One difficulty we encountered was classifying and distinguishing the information related to knowledge, beliefs and attitudes, despite the definitions we established, as shown by the low Kappa index for inter-observer agreement. It is also likely that this difficulty in delimiting the variables caused the low Kappa index for the abstract selection, and we believe that an intentional training of the researchers in identifying and classifying the variables during the pilot study would have improved the concordance.

The tools used to determine the risk of bias and the quality of the studies included were based on the Newcastle-Ottawa scales, which are widely used for observational studies [37]. The deficiencies in the methodology and reporting of many of the studies are reflected in the low scores on the quality scales, questioning the reliability of the studies reviewed. With regard to the sample selection, almost all of the studies used an acceptable sampling method, but most failed to report the comparability of the respondents and the non-respondents, which may imply there was a self-selection bias. Many included studies used subjective measures (e.g., self-reporting, unverified intentions or behaviors), which can lead to information bias. Care must be taken in interpreting such information, as there is a tendency for respondents to provide what they believe to be socially acceptable answers [38]. Some studies did not control for confounders, such as demographic factors, meaning that the variability in the intentions to vaccinate may be incorrectly associated with knowledge, beliefs or attitudes. The studies also failed to use validated instruments to measure attitudes, knowledge and beliefs. In addition, there are factors related to immunization that fall in these three areas but were not measured in the included studies, so these studies may offer only a partial viewpoint of the relationship between HCWs’ attitudes, knowledge and beliefs and intentions to vaccinate.

This review fills a gap in the literature, and thus, despite the limitations of our methodology, we believe that the benefits of illuminating this relevant topic overcome the limitations. Qualitative studies, which were not considered in this review, could be the objective of a future review. A gold standard research study is a broad-based population study that controls for confounding factors and biases and uses validated tools to measure knowledge, beliefs, attitudes, and intentions to vaccinate or vaccine coverage. The knowledge, beliefs and attitudes that may determine the intention to vaccinate are those stated at the moment when the intent to vaccinate is measured. The fact that these variables change over time may explain the absence of longitudinal studies that are capable of demonstrating causality. Despite this lack of evidence, various studies have evaluated the impact of interventions on the intent to vaccinate or the practice of vaccination [25, 3944], and others have even assessed their cost-effectiveness [45].

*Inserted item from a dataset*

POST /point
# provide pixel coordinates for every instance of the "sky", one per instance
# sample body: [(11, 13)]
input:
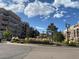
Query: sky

Some years ago, it was stated that the success of vaccination programs depends on strong professional commitment, that it is important to have written clinical guidelines to strengthen, instruct and support professionals at the time of vaccination, and that effective use of information technology would be beneficial [46]. On the last two points, great strides have been made; it may be time, as the SIEVE experts state, to test and implement strategies to incentivize health professionals.

Conclusions

The available information shows that among HCW, greater knowledge about vaccines, beliefs that are aligned with scientific evidence and more favorable attitudes toward vaccines are associated with greater intentions to vaccinate. However, it is not possible to conclude that there is a causal relationship between these variables, because the included studies are observational and must be interpreted as cross-sectional. The fact that knowledge, beliefs and attitudes change over time may explain the absence of longitudinal studies capable of demonstrating causality. We conclude that the existing studies show associations between HCWs’ knowledge, beliefs and attitudes and their intentions to vaccinate the populations they serve. The next step is to test and implement interventions and strategies focused on the knowledge, beliefs and attitudes of HCW to attempt to improve vaccine coverage.